The Bureau of Labor Statistics data showed that in the week ended November 2, initial claims for unemployment benefits decreased by 9,000 to a seasonally adjusted 336,000, the fourth consecutive weekly drop. Still, analysts had been expecting a slightly greater decline to 335,000 new claims.
Jobless claims provide the first look at the employment situation for any given month, but since the weekly figures can be volatile, economists use the four-week moving average to understand wider trends. For most of the past month, the four-week moving average has been rising, but last week, the measure dropped to 348,250, a decrease of approximately 9,250 from the prior week’s 357,500. At the end of September before claims were distorted by California’s technical problems and the government shutdown, the four-week moving average sat at a six-year low of 305,000.
Improvements in the labor market are often hard to see on a week-by-week basis. In the week ended October 19, the total number of people claiming benefits in all programs was 3,958,691, an increase of 74,777 from the previous week. There were 5,078,237 persons claiming benefits in all programs in the comparable week in 2012. Other unemployment data has been mixed for the past several weeks. The number of people continuing to receive jobless benefits increased slightly by 4,000 to 2.87 million in the week ended October 26, while those individuals who have used up traditional benefits and are collecting emergency and extended payments jumped by 65,000 to 1.37 million in the week ended October 19, the most recently available data.
Initial claims data — which serves as a proxy for layoffs — is only one part of the story. Job growth has been comparatively much weaker. Before Washington’s political drama, the number of Americans applying for unemployment benefits had been trending down. But the falling applications was not accompanied by increased hiring as is usual. Hiring has slowed in recent months rather than accelerating. Stepping back to look at the larger picture, the hole left in the jobs market left by the recession is still gaping. More than four million people have been out of work for more than six months and more than 11.5 million in total are looking for a job.

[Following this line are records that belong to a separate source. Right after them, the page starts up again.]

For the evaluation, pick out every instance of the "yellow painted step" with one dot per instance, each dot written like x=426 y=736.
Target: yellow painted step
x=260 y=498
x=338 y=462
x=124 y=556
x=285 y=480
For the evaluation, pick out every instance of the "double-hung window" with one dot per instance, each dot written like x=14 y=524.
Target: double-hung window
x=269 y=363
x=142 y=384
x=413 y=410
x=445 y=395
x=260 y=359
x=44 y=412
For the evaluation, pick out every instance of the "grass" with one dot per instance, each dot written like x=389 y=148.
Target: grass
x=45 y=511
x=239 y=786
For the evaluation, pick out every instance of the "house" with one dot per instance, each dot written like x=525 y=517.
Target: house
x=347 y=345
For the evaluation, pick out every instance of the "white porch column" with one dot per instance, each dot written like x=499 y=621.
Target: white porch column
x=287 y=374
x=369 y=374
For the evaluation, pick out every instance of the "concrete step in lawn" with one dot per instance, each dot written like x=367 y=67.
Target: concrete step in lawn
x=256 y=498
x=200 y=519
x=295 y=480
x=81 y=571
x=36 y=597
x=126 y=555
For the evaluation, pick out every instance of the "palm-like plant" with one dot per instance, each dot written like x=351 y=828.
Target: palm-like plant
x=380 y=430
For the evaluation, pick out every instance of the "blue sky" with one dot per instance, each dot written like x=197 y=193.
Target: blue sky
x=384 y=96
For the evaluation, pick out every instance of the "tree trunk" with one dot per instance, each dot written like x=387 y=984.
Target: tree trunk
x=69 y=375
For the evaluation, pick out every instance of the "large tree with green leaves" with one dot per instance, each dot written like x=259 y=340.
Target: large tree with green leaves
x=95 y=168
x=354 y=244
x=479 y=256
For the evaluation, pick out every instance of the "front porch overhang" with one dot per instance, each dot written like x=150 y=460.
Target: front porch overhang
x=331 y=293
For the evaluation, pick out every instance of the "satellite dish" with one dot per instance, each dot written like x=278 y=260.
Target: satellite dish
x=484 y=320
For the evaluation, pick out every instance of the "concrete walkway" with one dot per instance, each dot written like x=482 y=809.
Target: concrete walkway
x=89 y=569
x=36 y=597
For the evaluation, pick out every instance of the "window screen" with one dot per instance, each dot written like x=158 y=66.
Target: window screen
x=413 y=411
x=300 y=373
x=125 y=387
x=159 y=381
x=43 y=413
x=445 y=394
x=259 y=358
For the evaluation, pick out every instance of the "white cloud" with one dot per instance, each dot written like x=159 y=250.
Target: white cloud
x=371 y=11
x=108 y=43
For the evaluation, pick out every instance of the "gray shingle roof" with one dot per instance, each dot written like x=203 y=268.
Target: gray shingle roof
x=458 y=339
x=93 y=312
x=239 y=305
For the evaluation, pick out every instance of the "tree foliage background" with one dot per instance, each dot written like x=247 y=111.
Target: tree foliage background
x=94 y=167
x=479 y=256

“We’re still seeing a very low trend of job destruction, but this is just one side of the equation,” said Raymond James chief economist Scott Brown told Bloomberg. “The big issue for the job market over the last couple of years has not been job losses, it’s really been an issue of job creation, and that’s what we’re waiting for.”
The United States may be waiting for at least another month for hiring to pick up. According to a survey of economists conducted by Reuters, non-farm rolls are expected to have added only 125,000 jobs last month — a marked drop from September’s 143,000 net additions. While it is considered less authoritative than the Department of Labor’s monthly Employment Situation Report, national payroll processor ADP’s October employment report, released at the end of last month, was a dismal precursor to the governments figures, which will be made public on Friday.

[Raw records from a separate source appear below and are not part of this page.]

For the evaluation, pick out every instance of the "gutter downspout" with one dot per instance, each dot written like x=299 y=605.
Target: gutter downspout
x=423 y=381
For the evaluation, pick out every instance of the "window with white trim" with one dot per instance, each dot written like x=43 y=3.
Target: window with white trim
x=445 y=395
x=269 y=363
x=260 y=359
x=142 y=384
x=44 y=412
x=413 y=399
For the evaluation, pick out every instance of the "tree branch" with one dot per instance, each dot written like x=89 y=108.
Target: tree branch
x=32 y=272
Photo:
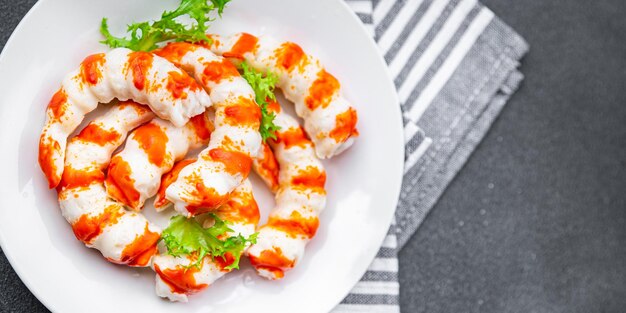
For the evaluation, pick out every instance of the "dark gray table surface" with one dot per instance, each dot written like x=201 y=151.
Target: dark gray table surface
x=536 y=220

Last month’s job creation was shockingly low; economists had expected ADP to report that employers added 150,000 jobs to their payrolls in October, but data showed that payrolls expanded by just 130,000. The Labor Department will release its October jobs report on Friday morning. As long as the labor market improves only modestly and income growth remains relatively stagnant, as it has since the end of the recession in June 2009, many American consumers will continue to be in a difficult position. If American consumers are in difficult position, so is the economy — consumer spending accounts for approximately 70 percent of gross domestic product. Since government and business spending have remained weak, the economy is depending even more on household spending to fuel growth.
However, data suggests that companies should be feeling more confident, and therefore more disposed to expanding their workforces. Excluding September, automobile sales have been strong, the housing market has momentum, and the manufacturing sector has shown signs of accelerating.